Friedman Benda exhibits 35 years of Estúdio Campana in Los Angeles

February 19, 2023

By Kat Barandy



          An exhibition at Friedman Benda, titled ‘Cine São José: 35 years of Estúdio Campana’ is being held in honor of the great work of Fernando Campana and his impact on the design community in the 21st century. This show will include a broad selection of pieces that demonstrate the legacy of the studio throughout the past fifteen years, as well as a few new works that embody the core values of the studio while also celebrating this moment.

          ‘Cine São José’ displays a timeline of iconic works that are informed by not only local, social, artistic, and personal contexts, but also demonstrate Deyan Sudjic’s notion of ‘recalibration’ of objects of modern design. The show is a special tribute to the cinema in the Campana brothers’ hometown of Brotas, where they spent much of their childhood, seeing the silver screen as their window to the world.



          The rare Yanomani Chair is the earliest piece on display at Friedman Benda‘s ‘Cine São José: 35 Years of Estúdio Campana.’ It was created as part of the Desconfortáveis (‘Uncomfortable’) Collection, a seminal series of around twenty chairs created in 1989. The chairs were constructed of iron, with blowtorch-cutouts that allowed for personal expression and the exploration of everyday materials.

          This body of work led to further experimentation, like the utilization of off-the-shelf and industrial components and the reinterpretation of traditional furniture making. An example of this is the Plástico Bolha Chair from 1995, which is composed of sheets of bubble wrap bolted to a metal frame, where air and transparency are the main features.



          The early 2000s saw the Sushi Series come to fruition as a result of Estúdio Campana’s yearning to make something which symbolized their environment, while embracing less traditional materials and a commitment to sustainability. The Wave buffet and Sushi mirror, characterized by their concentric rolls of leftover fabrics, exemplify the language crafted to pay homage to the interlocking fabric patterns observed in the households of São Paulo.

          In 2009 the Cartoon Chair with its stuffed-animal upholstery took the concept of comfort to a new level and reinterpreted mundane materials in a way that was absurd and humorous, in turn referencing the densely-populated Brazilian cities and towns that are brimming with Baroque magnificence.

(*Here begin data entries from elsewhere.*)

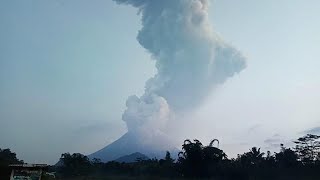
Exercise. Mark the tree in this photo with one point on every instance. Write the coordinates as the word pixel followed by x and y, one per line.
pixel 253 158
pixel 197 160
pixel 307 148
pixel 75 165
pixel 286 157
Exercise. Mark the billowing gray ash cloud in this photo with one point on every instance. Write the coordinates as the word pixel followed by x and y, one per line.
pixel 191 59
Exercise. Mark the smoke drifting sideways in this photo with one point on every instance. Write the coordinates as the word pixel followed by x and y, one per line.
pixel 191 60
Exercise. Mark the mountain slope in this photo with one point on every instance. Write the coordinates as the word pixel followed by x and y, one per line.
pixel 130 143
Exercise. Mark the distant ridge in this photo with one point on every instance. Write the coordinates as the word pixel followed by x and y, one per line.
pixel 131 143
pixel 132 158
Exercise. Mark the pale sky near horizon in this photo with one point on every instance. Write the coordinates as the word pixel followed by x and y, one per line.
pixel 67 68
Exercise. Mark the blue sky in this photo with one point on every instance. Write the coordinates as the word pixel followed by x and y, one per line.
pixel 67 68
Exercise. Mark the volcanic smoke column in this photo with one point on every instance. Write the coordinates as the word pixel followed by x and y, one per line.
pixel 191 59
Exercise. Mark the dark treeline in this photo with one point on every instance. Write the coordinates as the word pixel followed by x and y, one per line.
pixel 197 161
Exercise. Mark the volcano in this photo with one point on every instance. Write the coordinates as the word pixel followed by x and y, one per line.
pixel 131 143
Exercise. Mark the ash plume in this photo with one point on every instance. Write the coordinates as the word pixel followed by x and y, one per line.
pixel 191 60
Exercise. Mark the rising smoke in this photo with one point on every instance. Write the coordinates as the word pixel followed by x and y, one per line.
pixel 191 59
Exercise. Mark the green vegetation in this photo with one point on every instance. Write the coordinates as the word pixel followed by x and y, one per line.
pixel 197 161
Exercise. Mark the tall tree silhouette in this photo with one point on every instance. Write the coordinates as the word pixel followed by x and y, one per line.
pixel 307 148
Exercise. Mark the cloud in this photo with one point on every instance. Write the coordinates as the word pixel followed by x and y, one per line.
pixel 315 130
pixel 191 60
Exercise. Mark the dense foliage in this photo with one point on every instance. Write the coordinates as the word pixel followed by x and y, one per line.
pixel 6 158
pixel 197 161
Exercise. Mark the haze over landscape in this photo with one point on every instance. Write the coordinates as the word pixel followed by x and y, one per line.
pixel 68 67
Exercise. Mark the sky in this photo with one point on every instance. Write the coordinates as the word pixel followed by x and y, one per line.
pixel 67 68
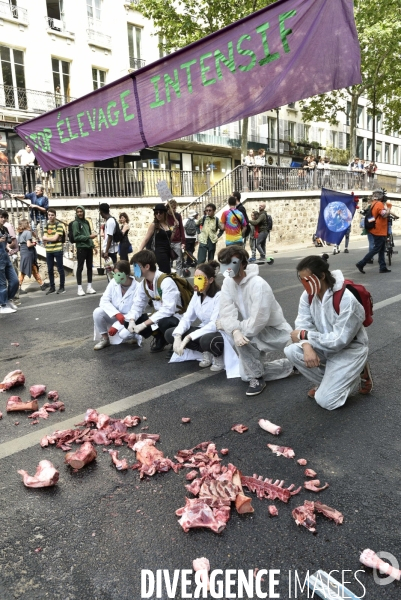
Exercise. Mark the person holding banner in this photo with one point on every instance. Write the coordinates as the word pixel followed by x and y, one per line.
pixel 329 348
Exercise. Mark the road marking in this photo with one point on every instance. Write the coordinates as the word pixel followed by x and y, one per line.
pixel 33 439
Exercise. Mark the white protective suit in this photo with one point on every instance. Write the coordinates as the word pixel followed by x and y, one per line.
pixel 166 306
pixel 340 341
pixel 207 312
pixel 252 308
pixel 111 303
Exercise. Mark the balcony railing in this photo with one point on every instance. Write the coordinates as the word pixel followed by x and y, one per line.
pixel 136 63
pixel 99 39
pixel 9 11
pixel 57 25
pixel 97 182
pixel 31 100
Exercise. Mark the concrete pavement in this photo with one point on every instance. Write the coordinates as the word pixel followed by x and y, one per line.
pixel 90 536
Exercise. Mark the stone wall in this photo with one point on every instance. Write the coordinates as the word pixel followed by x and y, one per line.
pixel 294 218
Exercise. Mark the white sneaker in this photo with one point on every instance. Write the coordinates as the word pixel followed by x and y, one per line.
pixel 206 360
pixel 11 304
pixel 218 363
pixel 5 310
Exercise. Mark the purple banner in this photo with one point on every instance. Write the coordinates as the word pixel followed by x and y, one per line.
pixel 288 51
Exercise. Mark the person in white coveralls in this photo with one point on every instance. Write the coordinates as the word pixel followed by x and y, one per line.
pixel 252 317
pixel 329 349
pixel 109 317
pixel 212 348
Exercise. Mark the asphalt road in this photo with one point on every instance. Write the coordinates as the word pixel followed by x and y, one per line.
pixel 89 537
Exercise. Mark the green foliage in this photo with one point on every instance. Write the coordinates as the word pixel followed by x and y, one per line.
pixel 379 30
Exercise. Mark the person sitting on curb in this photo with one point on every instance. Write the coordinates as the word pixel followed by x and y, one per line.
pixel 190 341
pixel 251 315
pixel 83 239
pixel 110 316
pixel 329 349
pixel 166 300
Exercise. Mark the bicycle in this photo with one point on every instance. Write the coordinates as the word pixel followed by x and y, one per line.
pixel 390 239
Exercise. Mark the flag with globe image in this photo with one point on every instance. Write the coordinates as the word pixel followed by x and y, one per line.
pixel 336 213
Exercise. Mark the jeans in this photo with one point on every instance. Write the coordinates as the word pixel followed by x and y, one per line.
pixel 50 256
pixel 84 254
pixel 378 248
pixel 206 251
pixel 7 274
pixel 210 342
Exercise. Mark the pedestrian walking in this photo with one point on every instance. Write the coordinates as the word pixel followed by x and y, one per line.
pixel 253 318
pixel 83 239
pixel 376 222
pixel 329 347
pixel 53 238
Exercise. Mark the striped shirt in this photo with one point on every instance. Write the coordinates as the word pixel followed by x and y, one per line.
pixel 50 231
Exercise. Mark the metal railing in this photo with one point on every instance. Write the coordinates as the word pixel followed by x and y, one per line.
pixel 98 39
pixel 98 182
pixel 136 63
pixel 57 25
pixel 31 100
pixel 8 10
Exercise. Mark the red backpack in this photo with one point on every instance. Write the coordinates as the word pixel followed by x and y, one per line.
pixel 361 294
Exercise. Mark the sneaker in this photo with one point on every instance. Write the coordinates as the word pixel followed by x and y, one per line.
pixel 256 386
pixel 218 363
pixel 158 343
pixel 102 344
pixel 312 392
pixel 206 360
pixel 12 305
pixel 5 310
pixel 366 380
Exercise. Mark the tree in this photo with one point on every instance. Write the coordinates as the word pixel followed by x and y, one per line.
pixel 379 31
pixel 179 23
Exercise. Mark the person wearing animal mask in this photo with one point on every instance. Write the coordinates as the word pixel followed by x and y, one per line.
pixel 252 317
pixel 330 344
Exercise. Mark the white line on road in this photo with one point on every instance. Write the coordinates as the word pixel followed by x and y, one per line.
pixel 33 439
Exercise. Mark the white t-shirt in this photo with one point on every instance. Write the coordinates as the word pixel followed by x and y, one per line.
pixel 109 228
pixel 26 158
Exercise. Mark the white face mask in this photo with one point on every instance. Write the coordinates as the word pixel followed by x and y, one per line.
pixel 232 269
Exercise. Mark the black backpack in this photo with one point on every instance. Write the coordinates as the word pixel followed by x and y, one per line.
pixel 118 234
pixel 370 221
pixel 190 227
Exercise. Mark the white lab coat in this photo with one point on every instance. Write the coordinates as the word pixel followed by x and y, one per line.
pixel 113 302
pixel 167 305
pixel 340 340
pixel 252 308
pixel 207 312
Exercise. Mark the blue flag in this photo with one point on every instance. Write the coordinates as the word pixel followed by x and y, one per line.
pixel 336 213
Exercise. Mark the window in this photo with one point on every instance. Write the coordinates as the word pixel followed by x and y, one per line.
pixel 378 151
pixel 61 80
pixel 13 74
pixel 387 153
pixel 93 9
pixel 98 78
pixel 134 46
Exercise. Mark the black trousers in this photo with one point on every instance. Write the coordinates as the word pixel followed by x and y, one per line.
pixel 163 325
pixel 210 342
pixel 84 255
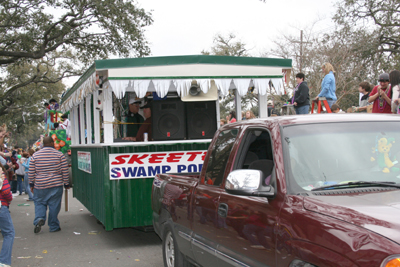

          As seen in Friedman Benda’s exhibition, Estúdio Campana consistently investigated the use of local materials and craft, both handmade and manufactured, as a form of exploration. Wicker and natural fibers are materials that the studio often revisits, seen in the Detonado series (since 2013) which incorporates reclaimed Thonet wicker seats, and the new Jalapão Chair (2022) which brings a revived sophistication and complexity of design, showing the studio’s constant search for potentials of greatness from a singular raw material.

          In the late 2010s, the brothers’ journey continued, featuring the collection and reinforcement of signature motifs alongside the broadening of their studio’s scope. Very personal topics made their way into the artwork, including the brothers’ bond to nature. The Noah series arose as a response to an individual and societal unease due to the ongoing climate change and demolition of natural habitats.



          In addition to the Jalapão chair, their newest designs include the Galactica sofa (2020). This piece is crafted using traditional leather that is shaped around Styrofoam, which is usually used as a packaging material for electronics and other consumer products. By joining these forms together, a commentary is created on reality, while also creating a light, innovative design. The use of materials, colors, and accumulation make it a unique design.